4.  Math Attack - A great multiple choice math practice game that can include multiple operands.  Unfortunately, I did not find this game, or a comparable  alternative, on iTunes.
3.  Math Pack - As a mom, this is my favorite math app.  Math Pack goes way beyond simple flash cards.  There are options for division rules, fractions, decimals, and more!  It covers math from kindergarten through 8th grade, which makes it great for older kids too.  I did find Math Pack on iTunes, however it costs $0.99 there.
2.  Math Space - My daughter enjoys this game.  It's kind of like Asteroid meets math practice.  A math problem appears at the top of the screen.  Tap the corresponding enemy fighter to destroy it.  I did not find Math Space on iTunes, however Brain Warp appears to be similar.
1.  Math Race - This is my daughter's favorite math app.  She chose this as number 1.  It's a simple concept; correct answers power your vehicle.  The more questions you get right, and the faster you enter them, the better your race car does.  There is also the option to simply race as a nice brain break from math.  I did not find Math Race on iTunes, however Math Racing looks like a good replacement.

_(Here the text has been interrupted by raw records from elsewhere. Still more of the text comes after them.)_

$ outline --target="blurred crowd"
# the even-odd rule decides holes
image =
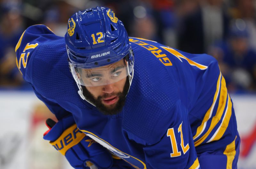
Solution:
[[[0,0],[0,88],[28,86],[15,52],[27,27],[64,36],[74,12],[97,6],[112,9],[130,36],[213,56],[230,92],[256,92],[256,0]]]

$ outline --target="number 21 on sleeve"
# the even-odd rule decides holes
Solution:
[[[183,139],[182,126],[182,123],[180,125],[180,126],[178,128],[178,132],[180,133],[180,146],[181,147],[183,153],[185,154],[189,149],[189,146],[188,145],[188,143],[186,146],[184,146],[184,141]],[[181,154],[180,151],[179,151],[178,150],[177,142],[176,141],[176,138],[175,137],[174,131],[173,128],[168,129],[167,131],[167,136],[170,137],[172,143],[172,153],[171,153],[171,157],[175,157],[181,156]]]

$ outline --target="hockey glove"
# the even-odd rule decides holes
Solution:
[[[50,143],[65,156],[75,168],[93,168],[92,164],[99,169],[108,169],[112,166],[109,153],[79,130],[72,116],[57,123],[48,119],[46,124],[49,129],[44,134],[44,139],[50,141]]]

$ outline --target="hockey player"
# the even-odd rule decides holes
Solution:
[[[59,120],[47,120],[44,139],[72,166],[236,168],[236,117],[214,58],[128,37],[105,7],[68,25],[65,37],[30,27],[15,50],[23,78]]]

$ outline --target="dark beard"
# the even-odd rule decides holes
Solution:
[[[126,78],[124,87],[123,92],[111,93],[111,94],[105,93],[104,95],[98,96],[97,99],[94,98],[92,95],[88,91],[86,88],[81,86],[83,94],[86,99],[94,104],[98,110],[104,115],[115,115],[120,112],[123,109],[125,102],[126,96],[129,90],[130,84],[129,77]],[[107,98],[112,96],[116,96],[119,99],[115,104],[109,107],[107,107],[102,103],[102,99]]]

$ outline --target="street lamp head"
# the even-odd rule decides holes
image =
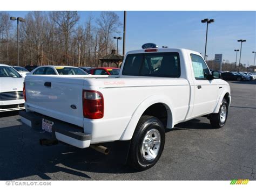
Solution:
[[[201,22],[202,23],[206,23],[206,22],[208,22],[208,21],[209,21],[208,19],[204,19],[204,20],[201,20]]]
[[[10,17],[10,20],[17,20],[17,18],[16,17]]]
[[[25,22],[25,19],[23,18],[22,17],[18,17],[17,18],[19,22]]]
[[[237,41],[238,41],[238,42],[242,42],[242,43],[244,43],[244,42],[246,42],[246,40],[240,39],[240,40],[238,40]]]

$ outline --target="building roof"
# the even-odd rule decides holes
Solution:
[[[114,50],[112,50],[112,53],[99,59],[102,62],[116,62],[122,61],[124,58],[122,55],[116,54]]]

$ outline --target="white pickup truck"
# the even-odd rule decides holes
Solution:
[[[127,161],[139,170],[159,159],[166,128],[203,116],[213,128],[225,125],[230,86],[200,53],[143,48],[126,54],[118,76],[27,75],[22,122],[51,133],[42,144],[53,140],[107,153],[101,144],[129,141]]]

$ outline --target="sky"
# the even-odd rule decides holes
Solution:
[[[14,17],[24,17],[28,11],[8,11]],[[123,23],[123,11],[114,11]],[[100,11],[78,11],[80,24],[85,24],[91,15],[95,22]],[[256,11],[127,11],[126,52],[141,49],[143,44],[153,43],[159,47],[188,48],[204,54],[206,24],[204,18],[214,19],[208,25],[206,55],[223,54],[223,59],[235,61],[235,49],[243,43],[241,63],[253,65],[256,51]],[[123,37],[123,29],[116,36]],[[118,49],[122,52],[122,41]],[[240,55],[238,54],[238,62]]]

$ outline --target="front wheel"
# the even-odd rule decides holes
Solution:
[[[212,114],[210,122],[214,128],[220,128],[225,125],[228,113],[228,104],[223,99],[218,114]]]
[[[165,141],[163,123],[156,117],[143,116],[131,140],[129,155],[130,165],[139,171],[152,167],[161,156]]]

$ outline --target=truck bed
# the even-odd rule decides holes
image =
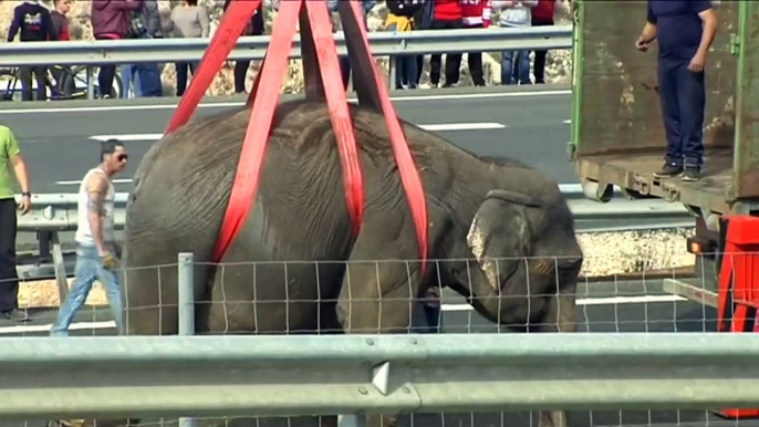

What apps can you recommend for math practice?  Comment below to share.


April 3, 2013

Mid-week Morsel: Shel Silverstein

                    Grandma sent the hammock,

                    The good Lord sent the breeze.

                    I’m here to do the swinging—

                    Now, who’s gonna move the trees?

                    ~Shel Silverstein

Spring is in the air.  April is here, and with it comes Poetry Month.  I couldn't think of a better way to kick off poetry month than with one of my childhood favorites, Shel Silverstein.  It seems nearly every student at one time or another has checked Where The Sidewalk Ends out of the library.  His poems are fun & unconventional, and take the form & structure out of reading & writing poetry.  His website is just as fun with event kits, activity booklets, and even a kids only area full of games, puzzles, and e-cards.  It's a great introduction to poetry for kids of all ages.